Most of the other cyclists usually cross the finish after 10 to 12 hours. Despite LoToJa’s enormous challenge to a cyclist’s fitness and courage, many return year after year. At registration each spring, up to 4,000 applications are received — but less than 2,000 can be accepted because of permit requirements.
Chambers said that cyclists are coming from 40states, some as far away as Florida and Hawaii. From outside the U.S., riders are coming from Sweden, China, Canada, and the United Kingdom; the majority, though, are from Utah and other western states.
“LoToJa’s distance, cycling terrain and scenery are legendary — that’s what cyclists hear about and want to experience,” he said. “And the big reward is seeing the Grand Teton at the end of the day. The feeling of accomplishment runs deep and lasts a lifetime.”
The LoToJa began in 1983 by two Logan cyclists who wanted to create a bicycle race that resembled the difficulty of a one-day European spring classic like Paris-Roubaix, the de Ronde Vlaanderen (Tour of Flanders) or Liege-Bastogne-Liege.
In that first year, seven cyclists competed and crossed the finish line in Jackson. Since then, LoToJa has become one of America’s premier amateur cycling races. It has also become a major fundraiser for the Huntsman Cancer Foundation, Autism Spectrum Disorder Connections, and other medical research foundations. To date, sponsors and participants have raised more than $1 million for these causes. In addition, LoToJa sponsors local fund-raising groups that assist the event.
This year’s race again serves multiple categories for USA Cycling license holders, plus a “Cyclosportive” or grand fondo class, which consists of non-licensed cyclists who are either competing against riders within their age group, or are just riding for fun.
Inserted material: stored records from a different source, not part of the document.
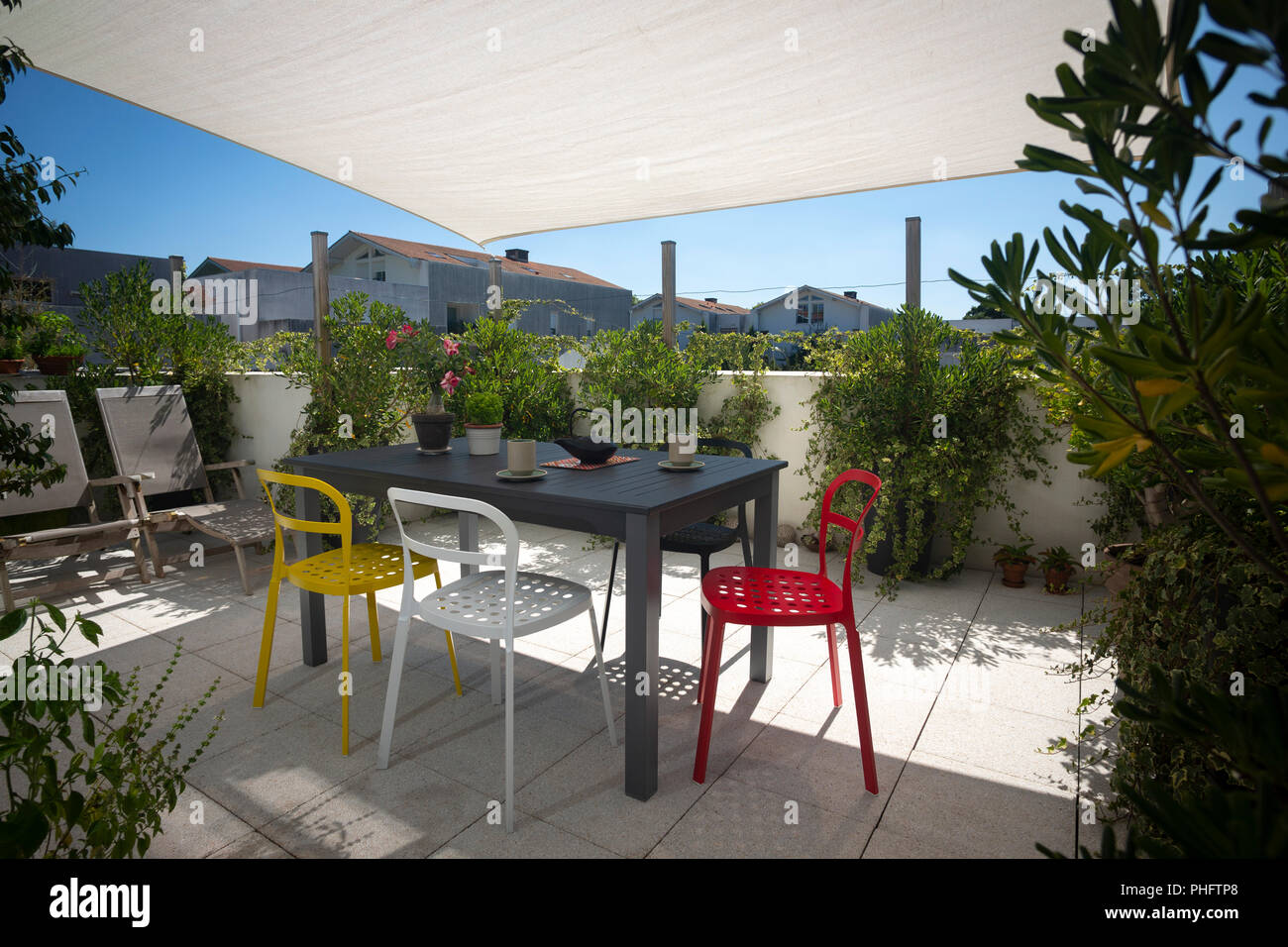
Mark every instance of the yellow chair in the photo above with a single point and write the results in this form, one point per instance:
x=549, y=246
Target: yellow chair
x=351, y=570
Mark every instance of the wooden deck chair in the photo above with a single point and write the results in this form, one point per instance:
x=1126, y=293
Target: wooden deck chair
x=51, y=414
x=151, y=434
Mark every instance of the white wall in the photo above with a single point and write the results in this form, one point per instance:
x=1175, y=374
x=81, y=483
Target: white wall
x=266, y=416
x=268, y=411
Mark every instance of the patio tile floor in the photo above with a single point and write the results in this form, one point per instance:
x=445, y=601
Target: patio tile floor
x=958, y=685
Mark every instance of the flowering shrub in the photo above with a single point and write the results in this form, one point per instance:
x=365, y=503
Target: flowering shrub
x=433, y=361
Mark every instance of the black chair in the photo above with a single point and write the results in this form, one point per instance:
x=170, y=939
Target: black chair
x=697, y=539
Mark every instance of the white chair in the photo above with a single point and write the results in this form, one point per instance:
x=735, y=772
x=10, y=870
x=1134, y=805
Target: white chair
x=496, y=605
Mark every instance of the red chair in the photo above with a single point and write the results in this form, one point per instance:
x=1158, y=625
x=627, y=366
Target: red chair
x=772, y=596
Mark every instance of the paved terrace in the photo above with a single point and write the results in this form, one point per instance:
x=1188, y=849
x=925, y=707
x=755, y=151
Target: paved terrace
x=958, y=685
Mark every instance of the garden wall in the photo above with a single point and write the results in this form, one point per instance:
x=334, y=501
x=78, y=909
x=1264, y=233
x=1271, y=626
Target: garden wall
x=1055, y=515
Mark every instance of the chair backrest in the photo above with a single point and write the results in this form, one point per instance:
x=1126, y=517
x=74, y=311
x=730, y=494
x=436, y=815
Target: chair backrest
x=343, y=527
x=406, y=501
x=150, y=432
x=855, y=527
x=51, y=411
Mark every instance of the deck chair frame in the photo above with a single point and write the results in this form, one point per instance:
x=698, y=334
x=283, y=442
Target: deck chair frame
x=162, y=451
x=76, y=491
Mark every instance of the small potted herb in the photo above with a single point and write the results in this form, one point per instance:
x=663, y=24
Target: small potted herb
x=1016, y=562
x=12, y=355
x=1059, y=567
x=54, y=344
x=483, y=428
A relay race, and categories for tandem riders, will also be held.
The LoToJa is the longest one-day bicycle race in America that is sanctioned by USA Cycling, the sport’s governing body. The age of cyclists range from 13 to 72 (11 to 84 in the relay category), and the average rider will burn up to 15,000 calories on race day — about a dozen large cheeseburgers with fries.
This year’s race will again have nearly 500 volunteers. Due to the mountainous and remote terrain, more than 150 volunteer ham radio operators from the Bridgerland Amateur Radio Club provide race communication.
“Because of LoToJa’s size and 206-mile course, it wouldn’t be possible to put on without the cooperation and assistance it receives from businesses, civic leaders, public safety officials and community volunteers,” said Chambers.
A safe race for all cyclists, support crews and volunteers is LoToJa’s top goal, added Chambers. Motorists traveling LoToJa’s course on Sept. 6 are asked to use caution when approaching cyclists. Groups consisting of up to dozens of riders may be encountered. Motorists are urged to pass carefully and to leave a safe distance between their vehicle, cyclists and other traffic.
To further increase safety, on race day the Idaho Department of Transportation will restrict eastbound traffic on Highway 36 north of Preston between Riverdale and Ovid from 7 a.m. to 12:30 p.m. Eastbound traffic on US-89 between Montpelier and the Wyoming state line will also be restricted from 9 a.m. to 2 p.m.
“The temporary travel restrictions, used in previous years, are implemented because both highways are filled with eastbound LoToJa cyclists,” said Chambers. “Motorists are asked to use caution while traveling on these two roadways during LoToJa, and to anticipate encountering groups of cyclists. Cautious passing is advised to ensure safety for everyone.”
Cyclists who compete in the event, plus their support crews, well wishers, event staff and volunteers, result in an entourage of approximately 4,500 people. Several of the communities through which LoToJa passes organize roadside fundraisers to capitalize on the influx of visitors. The host cities of Logan and Jackson also enjoy a welcomed economic boost from the race, specifically restaurants and motels.
The route and additional information about the race are available at www.lotojaclassic.com.